# Civic Matters > Suburban & Other OK Communities > Norman >  Tower On Main Street

## Boomer3791

Does anyone know what the tower behind Bob Moore Cadillac on Main Street was used for? It looks like a wildfire lookout tower or a control tower for an airport. And it's been in Norman for as long as I can remember. I've always wondered what it's original purpose was.

----------


## kevinpate

old fire watcher's tower.  never been up that one, but in general terms, the views are awesome when you get up above the immediate ground clutter

----------


## Boomer3791

So it is a fire watch tower? Interesting. Any idea when it was built? Were there other towers in the area at some point? And why was that particular tower kept?

----------


## rcjunkie

I've been told the tower is for sale, Bob Moore is building a new dealership in N. Norman and this property will be cleared and developed in smaller parcels. Would love to have the tower on my place at Tenkiller, but the cost to tear down, move and rebuild would be outrageous

----------


## kevinpate

Would be nice if it could remain.  It reminds of the one that stood on Cavanal in se ok for decades.  Just seeing this one helps me recall just how spectacular those views were.

----------


## JimTrabersColostomyBag

I don't believe it was ever used as an actual fire tower. I think it was erected when Al Salyer owned the dealership. the story I heard was that Al's son-in-law Brad Salyer (yes, he took his bride's name) had it built as a novelty.

----------


## BimmerSooner

I was told years ago (20-30) that the tower was a scene prop from the 1968 movie "Hellfighters" starring the Duke: John Wayne.  Furthermore, the story goes that he actually climbed that tower in the movie.  The owner of the dealership at the time was a huge John Wayne fan.  

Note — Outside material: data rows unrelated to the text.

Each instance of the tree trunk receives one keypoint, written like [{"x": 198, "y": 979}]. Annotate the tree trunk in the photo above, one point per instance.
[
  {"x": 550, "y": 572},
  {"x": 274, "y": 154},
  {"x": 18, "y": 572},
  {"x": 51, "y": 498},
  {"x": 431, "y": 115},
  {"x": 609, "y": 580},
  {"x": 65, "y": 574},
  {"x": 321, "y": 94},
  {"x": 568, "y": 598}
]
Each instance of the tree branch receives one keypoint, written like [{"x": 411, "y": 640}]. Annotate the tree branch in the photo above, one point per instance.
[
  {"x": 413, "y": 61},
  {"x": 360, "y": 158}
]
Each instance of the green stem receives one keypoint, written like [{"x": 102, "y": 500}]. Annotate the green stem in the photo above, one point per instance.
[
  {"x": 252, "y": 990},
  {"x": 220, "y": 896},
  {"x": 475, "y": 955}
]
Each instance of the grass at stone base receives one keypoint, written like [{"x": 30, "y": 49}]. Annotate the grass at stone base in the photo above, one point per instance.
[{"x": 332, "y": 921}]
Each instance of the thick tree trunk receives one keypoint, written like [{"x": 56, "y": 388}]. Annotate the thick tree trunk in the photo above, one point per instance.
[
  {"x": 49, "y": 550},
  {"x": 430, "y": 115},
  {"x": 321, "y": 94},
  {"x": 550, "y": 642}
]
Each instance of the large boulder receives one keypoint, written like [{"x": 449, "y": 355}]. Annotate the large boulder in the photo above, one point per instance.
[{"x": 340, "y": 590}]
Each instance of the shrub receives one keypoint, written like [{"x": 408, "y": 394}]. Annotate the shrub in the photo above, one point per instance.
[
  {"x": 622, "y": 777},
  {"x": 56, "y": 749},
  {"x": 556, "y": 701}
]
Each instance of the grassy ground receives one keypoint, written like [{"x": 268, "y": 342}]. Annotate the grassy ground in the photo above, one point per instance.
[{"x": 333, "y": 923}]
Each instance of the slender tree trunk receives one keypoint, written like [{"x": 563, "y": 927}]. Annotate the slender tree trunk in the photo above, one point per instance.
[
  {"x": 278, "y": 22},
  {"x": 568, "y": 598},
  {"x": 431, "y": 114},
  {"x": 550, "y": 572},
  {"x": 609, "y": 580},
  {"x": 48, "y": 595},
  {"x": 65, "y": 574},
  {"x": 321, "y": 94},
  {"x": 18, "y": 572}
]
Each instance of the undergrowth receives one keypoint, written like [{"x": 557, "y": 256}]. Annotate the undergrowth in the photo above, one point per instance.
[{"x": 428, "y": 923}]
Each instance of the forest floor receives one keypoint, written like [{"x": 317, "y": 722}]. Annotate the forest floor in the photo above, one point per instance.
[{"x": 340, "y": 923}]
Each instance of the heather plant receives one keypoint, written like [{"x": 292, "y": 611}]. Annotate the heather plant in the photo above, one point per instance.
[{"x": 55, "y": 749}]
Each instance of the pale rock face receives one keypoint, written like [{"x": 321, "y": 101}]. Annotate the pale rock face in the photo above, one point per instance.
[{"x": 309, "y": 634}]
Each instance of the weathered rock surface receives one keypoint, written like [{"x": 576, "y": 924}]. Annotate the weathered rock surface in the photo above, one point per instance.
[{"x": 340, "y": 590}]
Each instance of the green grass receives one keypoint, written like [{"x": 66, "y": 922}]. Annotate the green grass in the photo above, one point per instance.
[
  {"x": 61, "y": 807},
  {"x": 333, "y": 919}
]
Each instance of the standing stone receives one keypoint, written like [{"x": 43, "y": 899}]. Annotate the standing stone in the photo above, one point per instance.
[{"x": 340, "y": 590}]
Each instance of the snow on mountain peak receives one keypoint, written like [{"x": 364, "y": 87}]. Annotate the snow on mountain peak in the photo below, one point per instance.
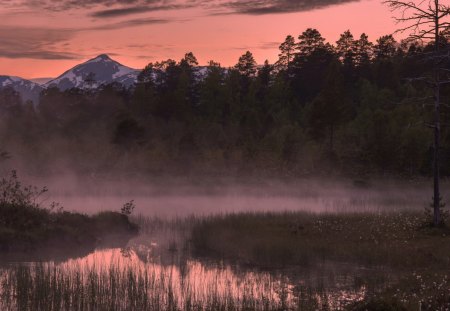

It needs to stay there.  It's a unique part of Norman history and culture.

----------


## Dulahey

> I don't believe it was ever used as an actual fire tower. I think it was erected when Al Salyer owned the dealership. the story I heard was that Al's son-in-law Brad Salyer (yes, he took his bride's name) had it built as a novelty.


This.

Basically they were a bit crazy.  My dad worked for them some (he was in radio) and said they were just looney.  But yes, it was just a novelty.

----------